Des lettres de Dilan Aydin franchissent les murs de la prison d’Elaziğ

Recevoir un message de soutien de différentes parties du monde et différentes personnes ne peut que nous procurer de la joie,

écrit, enthousiaste, Dilan Aydin, universitaire de 29 ans embastillée depuis 5 ans, payant au prix fort ses activités militantes au sein d’une association.

C’est un moment qui nous donne confiance et courage, c’est vital pour nous. Le fait que vous souhaitiez connaître nos souffrances et notre histoire, c’est pour nous un motif de fierté.

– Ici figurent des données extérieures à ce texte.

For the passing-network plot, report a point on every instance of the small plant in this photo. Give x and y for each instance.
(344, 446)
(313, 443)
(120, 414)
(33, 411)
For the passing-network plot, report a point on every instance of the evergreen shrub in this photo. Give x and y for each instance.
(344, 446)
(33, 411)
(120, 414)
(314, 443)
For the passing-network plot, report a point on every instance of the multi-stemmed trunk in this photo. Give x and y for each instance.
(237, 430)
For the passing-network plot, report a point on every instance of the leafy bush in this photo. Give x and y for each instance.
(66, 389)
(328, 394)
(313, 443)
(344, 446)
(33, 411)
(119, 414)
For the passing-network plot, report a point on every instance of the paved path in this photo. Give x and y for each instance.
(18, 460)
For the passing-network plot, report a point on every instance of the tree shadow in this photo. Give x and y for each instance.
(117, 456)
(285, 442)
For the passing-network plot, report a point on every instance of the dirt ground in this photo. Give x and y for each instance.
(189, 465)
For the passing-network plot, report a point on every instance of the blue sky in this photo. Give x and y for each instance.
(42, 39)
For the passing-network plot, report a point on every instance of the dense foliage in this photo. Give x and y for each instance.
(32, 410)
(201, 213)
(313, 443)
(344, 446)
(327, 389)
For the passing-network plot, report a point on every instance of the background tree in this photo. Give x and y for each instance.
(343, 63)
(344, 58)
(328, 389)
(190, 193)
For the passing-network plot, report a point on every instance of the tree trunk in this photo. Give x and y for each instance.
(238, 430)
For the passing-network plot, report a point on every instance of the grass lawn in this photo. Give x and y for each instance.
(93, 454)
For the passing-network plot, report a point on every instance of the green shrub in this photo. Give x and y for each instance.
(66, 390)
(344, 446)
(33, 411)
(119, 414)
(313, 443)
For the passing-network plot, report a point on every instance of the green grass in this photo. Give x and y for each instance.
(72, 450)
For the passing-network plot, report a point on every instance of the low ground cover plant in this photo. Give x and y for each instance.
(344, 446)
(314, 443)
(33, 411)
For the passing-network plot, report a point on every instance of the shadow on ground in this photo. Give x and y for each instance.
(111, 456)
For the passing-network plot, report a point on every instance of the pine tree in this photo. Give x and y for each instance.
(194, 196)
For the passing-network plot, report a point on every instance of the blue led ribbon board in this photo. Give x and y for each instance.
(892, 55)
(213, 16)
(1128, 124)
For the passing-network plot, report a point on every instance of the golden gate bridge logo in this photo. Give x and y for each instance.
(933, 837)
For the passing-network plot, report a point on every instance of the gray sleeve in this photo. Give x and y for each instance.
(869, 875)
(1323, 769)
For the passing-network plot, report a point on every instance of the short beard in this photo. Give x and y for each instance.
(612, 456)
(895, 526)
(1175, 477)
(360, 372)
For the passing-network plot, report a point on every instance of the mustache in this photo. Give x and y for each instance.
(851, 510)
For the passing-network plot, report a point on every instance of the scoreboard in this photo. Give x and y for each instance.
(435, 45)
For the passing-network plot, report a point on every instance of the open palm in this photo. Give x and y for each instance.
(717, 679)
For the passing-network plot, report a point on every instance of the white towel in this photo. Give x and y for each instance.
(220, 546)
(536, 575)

Je m’appelle Dilan, j’ai 29 ans, je suis en prison depuis 5 ans. Je suis titulaire d’un diplôme universitaire et je militais au sein d’une association. C’est la raison pour laquelle j’ai été interpellée puis mise en détention. J’ai été condamnée à 7 ans et 6 mois d’emprisonnement. Notre association universitaire avait pour but de donner des cours et des formations culturelles et artistiques aux élèves. Je suis diplômée en philosophie et en psychologie. Après avoir terminé mes études universitaires, j’ai voulu intensifier mes activités au sein de l’Académie, mais j’ai été arrêtée et emprisonnée. En prison j’ai poursuivi mes études de philosophie et de psychologie. Je dirais même que j’ai amélioré, approfondi mes connaissances dans ces domaines. Mais l’administration de la prison n’a pas apprécié que je poursuive mes études et, en conséquence, elle m’a jetée dans une cellule d’isolement.

Dilan a tout fait pour poursuivre ses recherches, c’est sa façon à elle de surmonter l’isolement, de contrôler ses émotions, d’affermir la confiance en soi et de créer une force intérieure. La famille et ses amies codétenues l’aident à tenir le coup. Elle est mue par la volonté d’empêcher les personnes – qu’elle appelle les destructeurs – de les détruire, physiquement et psychologiquement :

A l’instar de milliers de jeunes Kurdes, je suis incarcérée injustement, sans preuve, sans aucun motif, uniquement pour satisfaire les besoins les plus abjects de ces destructeurs. Il faut que vous sachiez que nous sommes confrontées en permanence à des vexations, des mauvais traitements et autres types de répression pratiqués dans le milieu carcéral.

Dilan revient sur un incident qui l’a beaucoup marqué :

Nous avions, il y a quelques temps, dansé et chanté en kurde. Et pour ce motif, nous avons été punies. Des mesures disciplinaires ont été prises en notre encontre : interdiction de réunion, privation de parloir avec nos proches. Voilà la politique répressive insensée qui règne dans les prisons.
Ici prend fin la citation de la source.